A bomb at a key border crossing between Pakistan and Afghanistan today killed at least six Afghans, including a woman and two boys, officials said.
The victims were civilians trying to enter Pakistan or return to Afghanistan through the Spin Boldak border crossing in southern Afghanistan's Kandahar province, police said. The explosion wounded 16 other people.
The commander of Afghan border forces in the area said the bomb had been hidden in a water pot near a transport office.
Kandahar Governor Assadullah Khalid called it "an act of sabotage by the enemies of Afghanistan", a term officials commonly use to refer to Taliban guerrillas and their militant Islamist allies.

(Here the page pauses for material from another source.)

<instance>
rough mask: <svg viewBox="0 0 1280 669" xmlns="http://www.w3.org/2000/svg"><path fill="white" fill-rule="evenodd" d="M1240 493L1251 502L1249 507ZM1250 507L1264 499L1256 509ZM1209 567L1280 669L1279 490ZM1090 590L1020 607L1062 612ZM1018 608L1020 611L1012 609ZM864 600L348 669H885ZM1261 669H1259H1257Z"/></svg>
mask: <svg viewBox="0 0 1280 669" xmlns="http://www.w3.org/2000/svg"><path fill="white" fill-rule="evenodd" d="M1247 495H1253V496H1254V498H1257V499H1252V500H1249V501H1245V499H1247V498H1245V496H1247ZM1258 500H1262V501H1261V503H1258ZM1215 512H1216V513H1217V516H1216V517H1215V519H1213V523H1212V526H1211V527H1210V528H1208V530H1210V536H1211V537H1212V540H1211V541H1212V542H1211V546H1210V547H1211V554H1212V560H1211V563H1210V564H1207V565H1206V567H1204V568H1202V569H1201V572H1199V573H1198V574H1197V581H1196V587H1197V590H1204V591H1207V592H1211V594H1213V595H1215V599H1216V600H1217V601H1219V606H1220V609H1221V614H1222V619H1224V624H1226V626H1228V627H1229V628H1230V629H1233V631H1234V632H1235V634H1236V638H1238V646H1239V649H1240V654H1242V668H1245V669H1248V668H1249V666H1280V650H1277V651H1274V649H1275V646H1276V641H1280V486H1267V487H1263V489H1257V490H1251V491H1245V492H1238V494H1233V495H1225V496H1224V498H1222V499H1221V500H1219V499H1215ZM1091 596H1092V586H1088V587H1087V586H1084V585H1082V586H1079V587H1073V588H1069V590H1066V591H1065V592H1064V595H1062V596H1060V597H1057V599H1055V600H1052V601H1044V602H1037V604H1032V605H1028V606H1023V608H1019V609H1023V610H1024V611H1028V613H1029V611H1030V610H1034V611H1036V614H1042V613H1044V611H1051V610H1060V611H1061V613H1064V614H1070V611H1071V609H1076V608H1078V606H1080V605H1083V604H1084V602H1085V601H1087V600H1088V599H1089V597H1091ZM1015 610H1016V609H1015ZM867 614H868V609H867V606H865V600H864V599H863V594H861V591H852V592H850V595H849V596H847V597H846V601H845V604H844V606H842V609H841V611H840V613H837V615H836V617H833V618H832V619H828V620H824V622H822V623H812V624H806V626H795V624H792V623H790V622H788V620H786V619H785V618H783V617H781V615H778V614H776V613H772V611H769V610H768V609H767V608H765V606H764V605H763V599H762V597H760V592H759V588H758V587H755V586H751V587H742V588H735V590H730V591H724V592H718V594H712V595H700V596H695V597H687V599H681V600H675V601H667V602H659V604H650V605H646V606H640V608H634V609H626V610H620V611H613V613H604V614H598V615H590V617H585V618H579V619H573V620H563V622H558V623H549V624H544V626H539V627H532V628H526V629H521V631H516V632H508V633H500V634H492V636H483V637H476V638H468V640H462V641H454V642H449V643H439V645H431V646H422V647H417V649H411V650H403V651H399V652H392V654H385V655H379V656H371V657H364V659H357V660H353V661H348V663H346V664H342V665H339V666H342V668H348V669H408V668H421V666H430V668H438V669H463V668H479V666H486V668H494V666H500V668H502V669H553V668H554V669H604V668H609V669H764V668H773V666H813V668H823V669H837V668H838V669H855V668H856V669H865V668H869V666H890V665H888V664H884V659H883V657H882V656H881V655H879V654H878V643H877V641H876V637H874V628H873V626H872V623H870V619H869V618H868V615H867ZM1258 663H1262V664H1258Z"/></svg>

More than 1,000 people, most of them militants but including more than 50 US soldiers, have been killed in violence this year, the bloodiest period since US-led forces toppled the Taliban government in 2001.
The Taliban failed in their vow to derail September 18th elections, but the period since has seen more violence.

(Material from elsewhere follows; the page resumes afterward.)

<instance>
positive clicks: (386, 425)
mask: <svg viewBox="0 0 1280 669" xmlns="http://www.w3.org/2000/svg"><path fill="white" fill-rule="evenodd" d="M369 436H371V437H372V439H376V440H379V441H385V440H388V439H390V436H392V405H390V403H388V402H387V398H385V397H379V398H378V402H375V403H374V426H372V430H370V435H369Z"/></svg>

The government said its troops killed 31 insurgents in weekend fighting further east along the border with Pakistan, but the Taliban said only three guerrillas were wounded, while they killed 11 government troops.

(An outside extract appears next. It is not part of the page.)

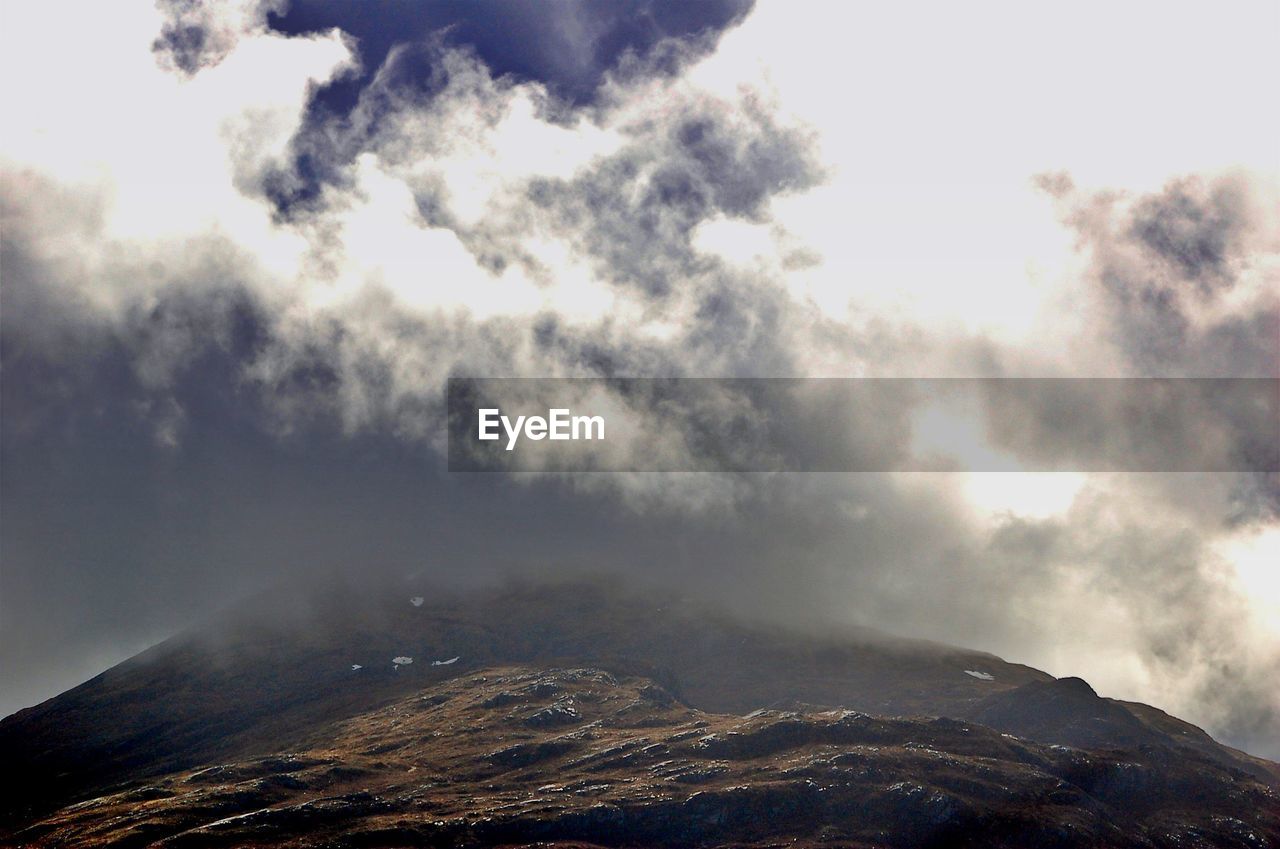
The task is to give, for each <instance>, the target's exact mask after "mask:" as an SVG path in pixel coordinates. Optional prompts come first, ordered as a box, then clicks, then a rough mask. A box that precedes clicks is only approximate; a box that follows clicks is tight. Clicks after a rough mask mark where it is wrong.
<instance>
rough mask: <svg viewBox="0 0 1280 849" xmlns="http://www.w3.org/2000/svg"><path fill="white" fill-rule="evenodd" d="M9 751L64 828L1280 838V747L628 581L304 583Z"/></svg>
mask: <svg viewBox="0 0 1280 849" xmlns="http://www.w3.org/2000/svg"><path fill="white" fill-rule="evenodd" d="M892 717H896V718H892ZM0 745H3V747H4V750H5V752H6V753H8V756H9V758H8V764H9V768H10V770H12V771H13V775H20V776H23V781H22V782H20V785H15V786H13V788H12V789H10V791H9V793H8V794H6V796H5V805H4V811H3V821H0V822H3V826H0V829H3V830H0V834H8V839H9V840H17V841H18V843H22V844H28V845H37V846H44V845H49V846H56V845H86V846H87V845H161V846H215V845H316V844H317V843H323V844H324V845H362V846H380V845H406V844H412V845H493V844H498V843H500V844H526V843H531V841H535V840H543V841H548V843H549V844H552V845H636V844H648V845H708V846H709V845H739V841H741V840H744V839H745V840H751V841H762V840H764V841H773V843H778V841H787V843H790V844H791V845H815V846H817V845H877V846H879V845H884V846H918V845H970V844H973V845H1010V846H1014V845H1060V846H1076V845H1079V846H1084V845H1108V846H1110V845H1114V846H1129V845H1133V846H1178V845H1184V844H1185V843H1187V841H1194V843H1197V844H1198V845H1221V846H1236V845H1258V846H1263V845H1271V844H1272V843H1274V841H1276V840H1277V839H1280V764H1276V763H1274V762H1268V761H1263V759H1260V758H1253V757H1249V756H1247V754H1244V753H1242V752H1238V750H1235V749H1230V748H1228V747H1222V745H1220V744H1217V743H1215V741H1213V740H1212V739H1211V738H1210V736H1208V735H1206V734H1204V732H1203V731H1201V730H1199V729H1197V727H1194V726H1192V725H1189V724H1185V722H1181V721H1180V720H1176V718H1174V717H1170V716H1167V715H1165V713H1164V712H1161V711H1157V709H1155V708H1151V707H1148V706H1143V704H1134V703H1125V702H1116V700H1112V699H1105V698H1101V697H1098V695H1097V693H1094V691H1093V689H1092V688H1091V686H1089V685H1088V684H1087V683H1084V681H1083V680H1080V679H1061V680H1056V679H1053V677H1052V676H1050V675H1047V674H1044V672H1041V671H1038V670H1033V668H1029V667H1025V666H1019V665H1012V663H1007V662H1006V661H1002V659H1001V658H998V657H995V656H992V654H987V653H982V652H972V651H968V649H961V648H954V647H948V645H942V644H937V643H924V642H920V640H905V639H901V638H892V636H887V635H884V634H878V633H874V631H869V630H865V629H860V630H852V631H850V630H846V631H845V633H842V634H836V633H827V634H814V633H809V634H805V633H800V631H796V630H794V629H782V627H762V626H759V625H749V624H746V622H744V621H742V620H741V619H737V617H733V616H731V615H728V613H726V612H723V611H718V610H716V608H713V607H708V606H707V604H705V603H700V602H694V601H691V599H687V598H681V597H678V595H673V594H654V593H644V592H636V590H635V588H627V586H623V585H620V584H618V583H617V581H616V580H603V581H602V580H595V581H586V580H572V581H558V583H550V584H538V585H530V584H526V585H515V586H509V585H508V586H504V588H498V589H489V590H471V592H463V593H457V592H440V590H439V589H438V588H434V586H431V585H430V584H429V583H428V581H424V580H422V579H407V580H401V581H393V583H388V581H381V583H371V581H369V579H367V576H362V575H347V576H340V578H332V579H329V580H326V581H324V583H323V584H320V585H311V586H298V585H293V586H280V588H278V589H276V590H274V592H273V593H269V594H266V595H264V597H259V598H255V599H253V601H251V602H248V603H246V604H243V606H241V607H237V608H234V610H232V611H228V612H225V613H224V615H223V616H219V617H218V619H216V620H214V621H211V622H209V624H206V625H204V626H200V627H197V629H193V630H191V631H188V633H184V634H182V635H179V636H177V638H173V639H170V640H166V642H165V643H163V644H160V645H157V647H155V648H152V649H150V651H147V652H143V653H142V654H140V656H137V657H134V658H131V659H129V661H125V662H124V663H122V665H119V666H116V667H113V668H111V670H108V671H106V672H104V674H102V675H99V676H96V677H95V679H92V680H90V681H87V683H86V684H83V685H81V686H78V688H76V689H73V690H70V691H68V693H65V694H63V695H60V697H58V698H55V699H51V700H49V702H46V703H44V704H40V706H37V707H33V708H29V709H26V711H20V712H19V713H17V715H14V716H13V717H9V718H8V720H5V721H3V722H0Z"/></svg>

In the southern province of Zabul, Afghan and allied foreign forces arrested a district level Taliban commander, Mullah Safar Mohammad, in Nobahar district on Monday night, a provincial spokesman said.
The Pakistani military also said it had killed up to 40 Islamist militants in clashes on the Pakistani side of the border since last week, about half of them foreigners.
The latest surge in violence began last week in the North Waziristan region, and a Pakistani military spokesman said seven government troops had been killed.